Anwuka reeled out the names of the new universities as: Anchor University, located in Ayobo, Lagos State and promoted by Deeper Christian Life Ministry; Arthur Jarvis University, Akpabuyo, Cross River State, promoted by Clitter House Nigeria Limited; Clifford University, Owerri, Abia State, promoted by Seventh Day Adventist Church; and Coal City University, Enugu, promoted by African Thinkers Community of Inquiry College of Education, Enugu.
Others are: Crown-Hill University, Eiyenkorin, Kwara State, promoted by Modern Morgy and Sons Limited; Dominican University, Ibadan, promoted by Order of Preachers, Nigerian Dominican Community; Kola Daisi University, Ibadan, promoted by Kola Daisi Foundation; and Legacy University, Okija, promoted by The Good Idea Education Foundation.
Anwuka who was joined by the Minister of State for Aviation, Heidi Shirika, and Minister of Information and Culture, Lai Mohammed, explained that the eight universities would be mentored by existing older universities in Nigeria. These include University of Lagos, University of Calabar, University of Agriculture, Umudike, Umuahia, University of Nigeria (UNN), University of Ilorin, University of Ibadan, and Nnamdi Azikiwe University, Awka.
The minister further explained that the mentoring arrangement was backed by Education Act, Cap E3 Laws of Federal Republic of Nigeria, 2004 implemented by the NUC and the Federal Ministry of Education.
“It is the part of the requirements. And older university old enough within the university zone where each of the new universities has been approved is given the mandate to oversee and mentor the new universities in terms of academic culture, administration for three years within which period they must have learnt the art of university governance and academic details.”

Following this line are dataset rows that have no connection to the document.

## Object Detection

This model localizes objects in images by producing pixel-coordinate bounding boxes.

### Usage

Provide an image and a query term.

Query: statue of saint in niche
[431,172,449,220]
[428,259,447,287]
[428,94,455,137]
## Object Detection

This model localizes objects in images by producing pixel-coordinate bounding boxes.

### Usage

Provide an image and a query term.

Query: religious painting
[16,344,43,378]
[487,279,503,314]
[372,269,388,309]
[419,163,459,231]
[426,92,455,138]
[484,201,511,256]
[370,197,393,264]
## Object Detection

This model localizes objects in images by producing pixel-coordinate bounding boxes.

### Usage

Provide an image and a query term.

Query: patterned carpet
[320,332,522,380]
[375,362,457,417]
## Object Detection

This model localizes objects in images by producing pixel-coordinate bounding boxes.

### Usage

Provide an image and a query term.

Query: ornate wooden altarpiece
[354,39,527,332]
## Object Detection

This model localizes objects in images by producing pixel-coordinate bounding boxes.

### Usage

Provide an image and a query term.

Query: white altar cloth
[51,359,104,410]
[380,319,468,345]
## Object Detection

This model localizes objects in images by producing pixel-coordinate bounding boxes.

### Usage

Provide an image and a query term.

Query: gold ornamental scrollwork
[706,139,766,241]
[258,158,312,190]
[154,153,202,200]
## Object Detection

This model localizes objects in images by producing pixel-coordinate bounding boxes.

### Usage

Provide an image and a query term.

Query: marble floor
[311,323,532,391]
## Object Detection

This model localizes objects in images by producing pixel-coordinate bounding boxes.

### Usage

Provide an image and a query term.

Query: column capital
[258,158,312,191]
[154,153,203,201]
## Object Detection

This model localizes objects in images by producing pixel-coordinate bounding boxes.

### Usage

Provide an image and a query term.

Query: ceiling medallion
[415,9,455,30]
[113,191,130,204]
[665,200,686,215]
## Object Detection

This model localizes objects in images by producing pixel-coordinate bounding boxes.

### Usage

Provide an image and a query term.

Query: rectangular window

The minister said the universities would be visited during the three years of provisional licence to “ensure that they are doing the needful in providing meaningful, responsive education to Nigerian youths.”
Also yesterday after the FEC meeting, Lai Mohammed said President Buhari would reapply for the approval of $29.9 billion loan. The first request for external borrowing to fund critical infrastructural projects in the country between 2016 and 2018 was rejected by the Senate on Tuesday.
But Mohammed said that lack of detailed information frustrated the approval of the first request sent to National Assembly.
Developments in the aviation sector had also come on the agenda of the FEC. The Minister of Aviation disclosed that beginning from next week, the government would appoint a transition adviser that will facilitate the establishment of a new national carrier.
According to Shirika, the establishment of the national carrier will address the needs of Nigerians both on domestic and international routes.
“The most important incentive is that between now and Wednesday, we will appoint a transaction adviser for a national carrier, once that is in place Nigerians will have options, there will be competition, good aircraft and this will bring the price down.”
He said unlike in the past when the Federal Government wholly owned the Nigeria Airways, the new national carrier in the offing would be run by the private sector with government owning only a paltry five per cent stake.
Asked to name those in the private sector who are expected to participate in the establishment of the new national carrier, the minister said: “It will be pre-emptive to start naming those interested. We do not want to discourage anybody from participating. We want to make it broad-based and we want as many people as possible on board. We want people to compete. Just wait and at the right time we will let Nigerians know those who will be involved in the new carrier.”
On the planned withdrawal of some foreign airlines from Nigeria, the minister noted that the government was doing everything possible to ensure that an enabling environment was provided for them to operate.
He disclosed that the Central Bank of Nigeria (CBN), as a mark of encouragement, had made $300 million available to foreign airlines out of the $600 million earnings that they had been unable to repatriate to their country. He said the move was part of the renewed efforts of the government to spur the airlines’ operational efficiency and effectiveness.